3. Attractive Coupon Rate: With a possible return of roughly 10% annually via coupons, this outweighs many fixed income alternatives in the current low-interest-rate environment.

4. Strategic Positioning: As the stocks are tied to technology and innovation-driven companies, investing in this product positions the portfolio favorably in a growing sector.

In conclusion, while Contingent Coupon Equity Linked Securities carry risks, the potential for significant returns, combined with strong issuer guarantees, presents a compelling investment case for stakeholders.

WACC Calculation for ABC Property Development Company

To evaluate the overall cost of capital for the ABC Property Development Company, calculating the Weighted Average Cost of Capital (WACC) is essential. This is done to assess the financial viability of future projects and investments.

The WACC can be calculated using the following entities:

1. Common stock:

  • Shares Outstanding: 9.6 million
  • Price per Share: $44
  • Cost of Equity: Using the Capital Asset Pricing Model (CAPM) = Risk-Free Rate + Beta × Market Risk Premium = 4% + 1.30 × 8.4% = 4% + 10.92% = 14.92%

2. Preferred stock:

  • Shares Outstanding: 400,000
  • Price: $93
  • Cost of Preferred Stock = Dividend / Price = (0.06 × 100) / 93 = 0.0645 or 6.45%

3. Debt:

  • Bonds Outstanding: 165,000
  • Price of Bond = $1,150
  • Cost of Debt = Coupon / Price = (0.075 × 1,000) / 1,150 = 0.0652 or 6.52%
  • Effective Cost of Debt after tax = Cost of Debt × (1 - Tax Rate) = 6.52% × (1 - 0.4) = 3.91%

Now, to calculate the WACC:

Total Market Value = (Common Stock Value) + (Preferred Stock Value) + (Debt Value)

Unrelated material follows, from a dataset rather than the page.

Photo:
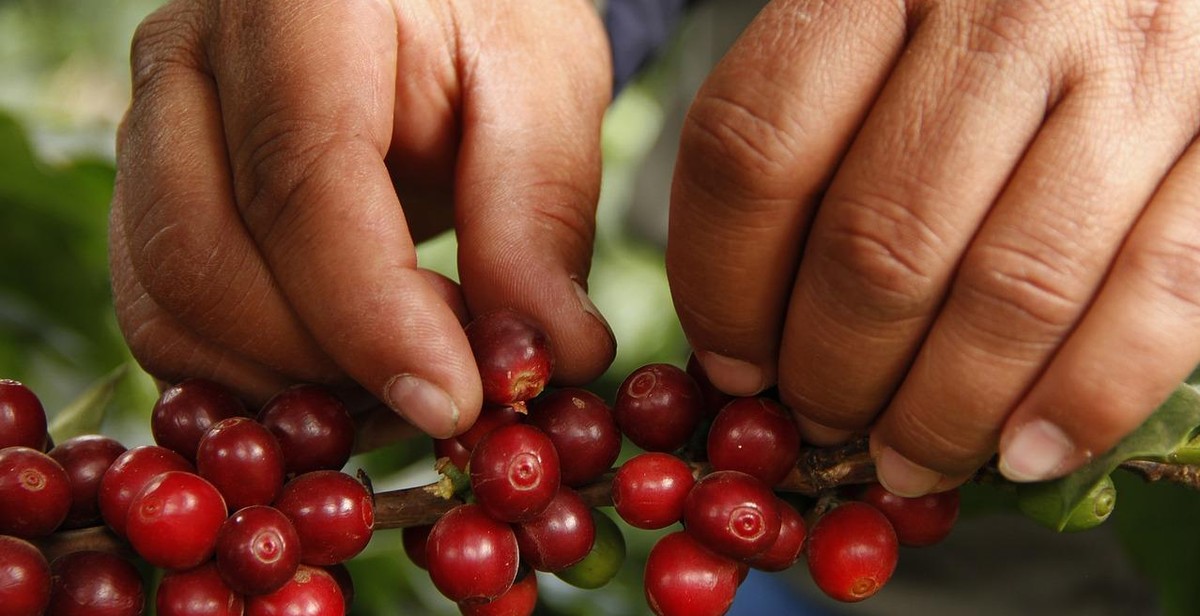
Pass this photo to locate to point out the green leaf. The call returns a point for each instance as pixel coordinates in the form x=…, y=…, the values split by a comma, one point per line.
x=1165, y=436
x=85, y=414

WACC = (E/V Re) + (P/V Rp) + (D/V * Rd(1-T))

Where:

  • E = Market Value of Equity
  • P = Market Value of Preferred Stock
  • D = Market Value of Debt
  • V = E + P + D is the total market value
  • Re = Cost of Equity
  • Rp = Cost of Preferred Stock
  • Rd = Cost of Debt
  • T = Tax Rate

Conclusion

Calculating the WACC is crucial for understanding the company’s financial health and making informed decisions regarding investments and capital expenditures. By analyzing both the investment in CCELS and calculating WACC, the CFO can strategically align investments with overall corporate financial goals.